Investing in midcaps and smallcaps at that point of time is extremely rewarding. In the next 12 to 18 months, the kind of alpha which you make over Nifty is amazing. Opposite is again true when there is greed on the street and the ratio comes down to 50-55% and you invest at that point of time, the next 12 months is disappointing. So one needs to see these market cycles when you need to take a call on exit or maybe look at aggressively investing in this category.

This category gives great returns over a period of time but one has to be patient and make sure that when there is fear on the street, when everybody is hating mid and smallcaps, that is the real time to go and invest your capital. We have seen time and again over the last 20 years how this segment could be rewarding for investors which have a longer term horizon.

We have seen in our funds as well that in 2018, 2019 and then moving into Covid, the SIP returns for the three-five years had actually become negative and how in two years the entire fortune changed. So if you were impatient and you moved out during Covid, probably you did not see that benefit coming in.
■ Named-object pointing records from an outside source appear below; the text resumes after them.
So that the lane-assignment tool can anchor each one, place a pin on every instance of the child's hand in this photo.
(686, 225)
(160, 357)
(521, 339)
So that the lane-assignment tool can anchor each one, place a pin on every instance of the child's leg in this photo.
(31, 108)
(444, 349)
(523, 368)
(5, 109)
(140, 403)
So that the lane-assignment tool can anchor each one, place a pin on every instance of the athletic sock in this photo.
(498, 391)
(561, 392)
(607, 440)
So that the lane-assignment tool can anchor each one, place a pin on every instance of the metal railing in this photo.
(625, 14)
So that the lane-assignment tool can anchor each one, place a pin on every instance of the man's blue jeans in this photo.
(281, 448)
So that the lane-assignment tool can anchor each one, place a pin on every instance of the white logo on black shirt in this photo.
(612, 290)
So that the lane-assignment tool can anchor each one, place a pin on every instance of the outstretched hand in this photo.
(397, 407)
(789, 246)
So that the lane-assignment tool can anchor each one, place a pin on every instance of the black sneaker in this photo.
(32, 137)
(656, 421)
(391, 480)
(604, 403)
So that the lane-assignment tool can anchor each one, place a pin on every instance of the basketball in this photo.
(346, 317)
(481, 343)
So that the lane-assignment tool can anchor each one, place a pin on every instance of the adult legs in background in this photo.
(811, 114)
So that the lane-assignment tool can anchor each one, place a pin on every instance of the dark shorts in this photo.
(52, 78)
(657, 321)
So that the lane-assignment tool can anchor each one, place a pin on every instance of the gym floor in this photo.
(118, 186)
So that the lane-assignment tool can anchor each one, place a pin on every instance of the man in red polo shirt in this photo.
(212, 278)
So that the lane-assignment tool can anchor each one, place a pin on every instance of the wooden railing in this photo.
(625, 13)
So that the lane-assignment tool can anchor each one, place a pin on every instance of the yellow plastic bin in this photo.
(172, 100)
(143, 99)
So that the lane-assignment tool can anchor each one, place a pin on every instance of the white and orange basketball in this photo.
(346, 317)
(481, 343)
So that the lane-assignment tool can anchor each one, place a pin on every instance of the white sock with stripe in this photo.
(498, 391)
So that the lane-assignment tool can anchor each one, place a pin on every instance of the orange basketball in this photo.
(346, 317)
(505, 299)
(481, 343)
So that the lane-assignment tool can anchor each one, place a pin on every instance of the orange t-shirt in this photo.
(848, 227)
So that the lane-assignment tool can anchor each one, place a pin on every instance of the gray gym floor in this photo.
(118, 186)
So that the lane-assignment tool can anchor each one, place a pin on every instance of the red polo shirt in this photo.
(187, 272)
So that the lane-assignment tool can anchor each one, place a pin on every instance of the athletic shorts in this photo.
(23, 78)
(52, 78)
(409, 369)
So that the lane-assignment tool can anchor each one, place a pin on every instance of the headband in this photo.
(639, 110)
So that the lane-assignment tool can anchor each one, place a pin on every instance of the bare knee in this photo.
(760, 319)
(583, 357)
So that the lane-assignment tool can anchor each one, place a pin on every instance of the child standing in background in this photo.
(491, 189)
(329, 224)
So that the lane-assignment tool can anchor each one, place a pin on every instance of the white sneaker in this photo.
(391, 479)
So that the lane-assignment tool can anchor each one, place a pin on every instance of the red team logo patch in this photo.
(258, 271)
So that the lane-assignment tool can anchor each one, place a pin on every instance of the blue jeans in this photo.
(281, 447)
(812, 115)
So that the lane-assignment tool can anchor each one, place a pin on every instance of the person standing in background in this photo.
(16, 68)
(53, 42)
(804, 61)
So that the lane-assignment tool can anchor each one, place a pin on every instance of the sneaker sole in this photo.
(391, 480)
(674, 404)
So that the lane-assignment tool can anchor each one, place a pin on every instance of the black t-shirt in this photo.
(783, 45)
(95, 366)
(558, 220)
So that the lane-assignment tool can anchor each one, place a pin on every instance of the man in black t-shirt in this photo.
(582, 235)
I say that this segment comes with its own risk, its own volatility and beware of that before you invest in this segment. But if you have a longer term horizon and especially in a country like India, where there are niche businesses, there are great opportunities as we scale from $3 trillion to $5 trillion and then to $7 trillion, there will be many businesses which will become larger in size. But you need to be an extremely good bottomup stock picker.

You will make mistakes but that should be smaller as in this segment, there is a very high probability of you ending up with stocks which can lead to permanent loss of capital.